A Polícia Civil prendeu nesta quarta-feira (29), funcionário público municipal que trabalhava no aeroporto de Paranaíba,a 407 quilômetros de Campo Grande, e que estava envolvido no falso sequestro, roubo de aeronave simulado e cárcere ocorridos em junho do ano passado, sob ordens do PCC (Primeiro Comando da Capital). 

O piloto que teria sido o centro da ação criminosa já havia sido preso em nova fase da Operação Rota Caipira, no dia 17. O trabalho é conduzido pela Deco (Delegacia Especializada de Combate ao Crime Organizado). Conforme divulgado pela delegada Ana Cláudia Medina, titular da unidade, o servidor se apresentou à polícia, ocasião em que teve conhecimento da ordem judicial de prisão. 

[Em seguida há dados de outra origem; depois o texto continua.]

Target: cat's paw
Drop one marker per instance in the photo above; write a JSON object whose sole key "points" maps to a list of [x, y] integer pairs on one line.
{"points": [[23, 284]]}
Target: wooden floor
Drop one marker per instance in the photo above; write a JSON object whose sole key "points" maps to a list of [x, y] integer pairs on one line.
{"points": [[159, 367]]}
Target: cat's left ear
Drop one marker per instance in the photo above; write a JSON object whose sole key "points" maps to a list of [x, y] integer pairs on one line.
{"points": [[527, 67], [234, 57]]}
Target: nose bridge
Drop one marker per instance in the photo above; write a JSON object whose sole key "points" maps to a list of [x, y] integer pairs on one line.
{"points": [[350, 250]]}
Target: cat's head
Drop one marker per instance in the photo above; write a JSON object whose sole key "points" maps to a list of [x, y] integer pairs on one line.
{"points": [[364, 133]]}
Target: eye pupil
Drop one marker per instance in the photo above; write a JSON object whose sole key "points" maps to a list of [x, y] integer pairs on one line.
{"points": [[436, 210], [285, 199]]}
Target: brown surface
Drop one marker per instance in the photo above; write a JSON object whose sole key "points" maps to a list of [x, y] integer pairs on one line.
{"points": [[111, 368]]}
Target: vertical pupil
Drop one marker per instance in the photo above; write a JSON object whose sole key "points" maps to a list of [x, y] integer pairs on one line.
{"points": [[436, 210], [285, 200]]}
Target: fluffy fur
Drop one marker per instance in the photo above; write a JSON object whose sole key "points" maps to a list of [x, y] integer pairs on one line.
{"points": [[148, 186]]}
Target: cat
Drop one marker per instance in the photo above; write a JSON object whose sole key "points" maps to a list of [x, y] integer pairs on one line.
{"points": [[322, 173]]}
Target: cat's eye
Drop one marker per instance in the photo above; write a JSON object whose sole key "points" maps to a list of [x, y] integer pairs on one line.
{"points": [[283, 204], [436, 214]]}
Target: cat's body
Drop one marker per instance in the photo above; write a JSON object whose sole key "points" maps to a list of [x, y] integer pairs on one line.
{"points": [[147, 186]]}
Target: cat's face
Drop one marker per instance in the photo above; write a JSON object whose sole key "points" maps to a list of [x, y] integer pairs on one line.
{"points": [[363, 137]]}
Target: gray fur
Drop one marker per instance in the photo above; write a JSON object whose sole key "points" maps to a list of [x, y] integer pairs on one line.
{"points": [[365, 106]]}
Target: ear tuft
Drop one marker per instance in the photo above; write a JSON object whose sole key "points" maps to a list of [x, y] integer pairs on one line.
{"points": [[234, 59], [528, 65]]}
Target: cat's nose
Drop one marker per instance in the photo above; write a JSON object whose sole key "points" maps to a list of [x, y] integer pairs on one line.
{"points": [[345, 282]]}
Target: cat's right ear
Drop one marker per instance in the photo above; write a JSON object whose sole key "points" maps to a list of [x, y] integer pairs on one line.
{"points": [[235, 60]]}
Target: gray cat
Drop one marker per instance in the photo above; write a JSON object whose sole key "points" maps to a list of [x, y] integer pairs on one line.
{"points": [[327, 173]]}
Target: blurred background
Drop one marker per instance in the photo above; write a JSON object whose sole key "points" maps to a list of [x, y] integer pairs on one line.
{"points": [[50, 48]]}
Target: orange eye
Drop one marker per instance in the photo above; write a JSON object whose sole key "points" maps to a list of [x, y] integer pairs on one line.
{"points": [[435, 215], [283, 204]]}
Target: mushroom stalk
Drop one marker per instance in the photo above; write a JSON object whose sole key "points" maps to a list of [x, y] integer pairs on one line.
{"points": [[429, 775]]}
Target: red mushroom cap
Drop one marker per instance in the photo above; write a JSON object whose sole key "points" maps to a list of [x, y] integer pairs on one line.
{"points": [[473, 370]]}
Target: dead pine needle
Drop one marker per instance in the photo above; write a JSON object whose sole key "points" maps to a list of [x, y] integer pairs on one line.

“A operação já conta com três presos preventivos recolhidos ao sistema prisional e trabalha na identificação de outros membros da facção criminosa que articulou a prática criminosa, na cidade de Paranaíba, com vistas a transportar seus membros para países vizinhos para prática delituosa de narcotráfico em laboratórios clandestinos na Bolívia e Paraguai”, afirmou a delegada em nota.

O falso sequestro foi orquestrado pelo piloto Edmur Guimara Bernardes de 77 anos. A ação teria como pano de fundo o roubo de mais três aeronaves que custaria R$ 1 milhão de logística desenvolvida por membros do PCC. As investigações paraguaias em conjunto com a investigação do lado brasileiro apontaram para o plano que estava sendo desenvolvido.

Falso sequestro

Edmur teria sido sequestrado no dia 18 de junho de 2019, em casa, e levado pelos suspeitos até o aeroporto de Paranaíba. O servidor relatou à polícia que os bandidos estavam armados e exigiram um determinado avião, que foi roubado e levado com o piloto, enquanto ele teria sido deixado amarrado.

Após mais de 30 horas o piloto foi encontrado em Cáceres, no Mato Grosso, e alegou que foi sequestrado e obrigado a seguir para a Bolívia e Paraguai, onde os supostos sequestradores resgatariam um membro do PCC. Ele ainda contou que fugiu com a aeronave em um descuido dos assaltantes.

Edmur já teve envolvimento em casos de tráfico de drogas e contrabando. Em um dos casos mais antigos, foi detido pela Polícia Federal em setembro de 2000. A prisão aconteceu após a PF apreender 138 quilos de cocaína em um hangar, em Paranaíba.

A droga pertencia a um pecuarista e seria transferida de um avião para o fundo falso de um caminhão. Na época, os suspeitos tentaram dizer que transportavam hormônios bovinos. Edmur era um dos responsáveis pelo descarregamento da droga em Paranaíba.